Here's the scenario: I have a number of slightly different versions of a project in different folders in my home directory, which I want to compile intermittently. Each version contains certain libraries and output folders which have been hard-coded into the build process (not by me) to be located using environment variables. What I want is to be able to have the same script sit in the top level folder of each of these different project versions and source them to set the relevant paths for that version, relative to that top directory, and add them to the environment before I go to build.
So how can the scripts find out where exactly they are, without having to cd into each directory before I source them?
( P.S.
Just to preclude distractions on points of practicality: I liked this quote I found in a related thread:
Quote:
Originally Posted by cfaj
...Furthermore, it is almost never necessary to find the location of the executable. If you think you need it, you are probably trying to solve the wrong problem.
I agree. A better solution would probably be for the build script to optionally take directory flags and work from the env in their absence, but I don't really have the experience to hack up such a thing. It's a big old project (wxWebKit) and I'm quite unfamiliar with it. Perhaps at some point I can make a feature request for a more flexible build process.
In the meantime I think this is an interesting scripting problem anyway :-] )
Because he's not asking for his current working directory but for where the script
resides... e.g. if you happened to be in /tmp, and were to source e.g. /etc/bash_profile
he'd like to be able to print /etc from the sourced script, not /tmp
What's wrong with `which $0` too easy; I must be missing something too.
His script, like /etc/bash_profile, may not be in the $PATH,
in which case `which $0` won't work, will it ... worse, there
may be a different script with the same name in the $PATH .

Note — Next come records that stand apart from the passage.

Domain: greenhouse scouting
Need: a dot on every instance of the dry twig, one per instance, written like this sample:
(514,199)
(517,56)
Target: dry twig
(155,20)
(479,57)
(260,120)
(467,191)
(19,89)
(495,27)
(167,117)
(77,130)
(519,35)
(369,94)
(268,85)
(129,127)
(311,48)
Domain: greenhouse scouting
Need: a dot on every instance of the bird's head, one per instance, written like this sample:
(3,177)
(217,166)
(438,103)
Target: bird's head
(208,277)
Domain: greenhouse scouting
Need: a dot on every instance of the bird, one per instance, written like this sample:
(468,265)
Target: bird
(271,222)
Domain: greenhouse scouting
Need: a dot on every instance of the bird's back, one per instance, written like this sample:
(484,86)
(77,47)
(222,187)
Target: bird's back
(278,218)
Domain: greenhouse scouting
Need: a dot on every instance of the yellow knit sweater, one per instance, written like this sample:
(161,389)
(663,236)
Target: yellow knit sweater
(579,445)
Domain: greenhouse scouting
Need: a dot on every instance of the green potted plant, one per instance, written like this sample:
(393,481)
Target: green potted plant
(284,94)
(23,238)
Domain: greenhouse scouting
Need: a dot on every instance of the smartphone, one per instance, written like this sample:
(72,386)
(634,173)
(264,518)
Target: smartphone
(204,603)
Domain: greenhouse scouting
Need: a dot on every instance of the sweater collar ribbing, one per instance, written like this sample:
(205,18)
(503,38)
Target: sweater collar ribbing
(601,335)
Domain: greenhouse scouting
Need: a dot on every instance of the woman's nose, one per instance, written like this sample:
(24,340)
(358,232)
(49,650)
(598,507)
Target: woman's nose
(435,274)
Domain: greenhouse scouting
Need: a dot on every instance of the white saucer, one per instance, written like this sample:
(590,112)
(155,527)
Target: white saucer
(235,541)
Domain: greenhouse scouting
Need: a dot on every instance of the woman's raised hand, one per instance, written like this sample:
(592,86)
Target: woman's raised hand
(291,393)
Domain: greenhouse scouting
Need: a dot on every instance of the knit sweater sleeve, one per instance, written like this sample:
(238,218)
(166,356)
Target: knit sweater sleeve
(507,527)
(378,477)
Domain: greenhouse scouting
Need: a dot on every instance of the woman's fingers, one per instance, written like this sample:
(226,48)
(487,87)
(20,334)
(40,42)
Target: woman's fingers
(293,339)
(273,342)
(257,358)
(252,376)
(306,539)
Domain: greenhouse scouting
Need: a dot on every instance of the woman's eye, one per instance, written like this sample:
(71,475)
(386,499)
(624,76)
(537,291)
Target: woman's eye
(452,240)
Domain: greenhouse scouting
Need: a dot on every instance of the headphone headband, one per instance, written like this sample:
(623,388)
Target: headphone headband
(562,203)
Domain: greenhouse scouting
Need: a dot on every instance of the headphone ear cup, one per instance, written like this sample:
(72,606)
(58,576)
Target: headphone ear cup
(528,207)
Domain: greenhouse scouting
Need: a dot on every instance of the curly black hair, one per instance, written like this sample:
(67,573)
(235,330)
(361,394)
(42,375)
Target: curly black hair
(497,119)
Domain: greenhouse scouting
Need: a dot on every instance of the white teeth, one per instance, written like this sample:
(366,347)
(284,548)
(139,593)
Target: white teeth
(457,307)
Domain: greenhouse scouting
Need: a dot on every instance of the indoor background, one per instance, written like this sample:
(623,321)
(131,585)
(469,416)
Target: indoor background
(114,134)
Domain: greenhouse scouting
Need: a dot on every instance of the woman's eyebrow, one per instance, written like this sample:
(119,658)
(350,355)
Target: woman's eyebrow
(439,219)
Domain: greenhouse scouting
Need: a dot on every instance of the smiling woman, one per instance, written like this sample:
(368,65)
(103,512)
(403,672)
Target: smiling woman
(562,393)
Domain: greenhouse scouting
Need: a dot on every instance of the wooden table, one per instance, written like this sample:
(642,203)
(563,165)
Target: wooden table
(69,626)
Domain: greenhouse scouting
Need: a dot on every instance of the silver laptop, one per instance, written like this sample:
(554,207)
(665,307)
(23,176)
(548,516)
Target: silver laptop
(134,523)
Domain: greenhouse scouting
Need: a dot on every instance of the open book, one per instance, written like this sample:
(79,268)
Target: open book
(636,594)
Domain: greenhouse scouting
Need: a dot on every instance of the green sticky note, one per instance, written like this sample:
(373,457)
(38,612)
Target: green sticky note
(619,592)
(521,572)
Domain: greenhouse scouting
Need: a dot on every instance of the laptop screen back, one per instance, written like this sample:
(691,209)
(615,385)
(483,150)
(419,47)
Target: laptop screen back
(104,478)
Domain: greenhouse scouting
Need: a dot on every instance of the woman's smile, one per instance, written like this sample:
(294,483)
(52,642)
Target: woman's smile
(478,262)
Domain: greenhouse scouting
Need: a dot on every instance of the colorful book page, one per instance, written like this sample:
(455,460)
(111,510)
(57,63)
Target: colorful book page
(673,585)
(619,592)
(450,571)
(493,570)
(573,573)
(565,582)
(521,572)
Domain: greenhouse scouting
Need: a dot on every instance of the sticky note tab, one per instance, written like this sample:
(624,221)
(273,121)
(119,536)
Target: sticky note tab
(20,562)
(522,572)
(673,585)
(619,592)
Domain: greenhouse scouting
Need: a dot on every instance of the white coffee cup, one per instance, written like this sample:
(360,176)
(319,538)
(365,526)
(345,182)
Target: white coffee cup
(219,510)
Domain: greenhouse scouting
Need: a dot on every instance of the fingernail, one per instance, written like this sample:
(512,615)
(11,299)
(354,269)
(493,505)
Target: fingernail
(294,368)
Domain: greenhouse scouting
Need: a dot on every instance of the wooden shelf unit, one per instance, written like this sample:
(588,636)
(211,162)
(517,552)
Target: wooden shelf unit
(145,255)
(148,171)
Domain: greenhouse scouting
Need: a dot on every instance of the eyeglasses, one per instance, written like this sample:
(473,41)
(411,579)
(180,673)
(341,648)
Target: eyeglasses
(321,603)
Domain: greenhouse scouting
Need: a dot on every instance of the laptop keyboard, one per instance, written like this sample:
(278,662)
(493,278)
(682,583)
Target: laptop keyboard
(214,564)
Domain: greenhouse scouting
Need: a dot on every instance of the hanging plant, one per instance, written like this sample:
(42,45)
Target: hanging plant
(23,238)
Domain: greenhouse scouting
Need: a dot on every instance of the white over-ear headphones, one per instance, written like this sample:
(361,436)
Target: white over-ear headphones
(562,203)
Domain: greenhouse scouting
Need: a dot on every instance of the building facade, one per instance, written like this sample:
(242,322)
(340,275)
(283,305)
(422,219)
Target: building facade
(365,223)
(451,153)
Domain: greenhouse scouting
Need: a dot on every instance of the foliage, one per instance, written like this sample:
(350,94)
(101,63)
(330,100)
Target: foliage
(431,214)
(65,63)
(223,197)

Because he's not asking for his current working directory but for where the script
resides... e.g. if you happened to be in /tmp, and were to source e.g. /etc/bash_profile
he'd like to be able to print /etc from the sourced script, not /tmp
Cheers,
Tink
This is not possible, bcoz it not (and never,) the current working directory where the executable resides. The current working directory of a process is the path from it was invoked, i.e. process created.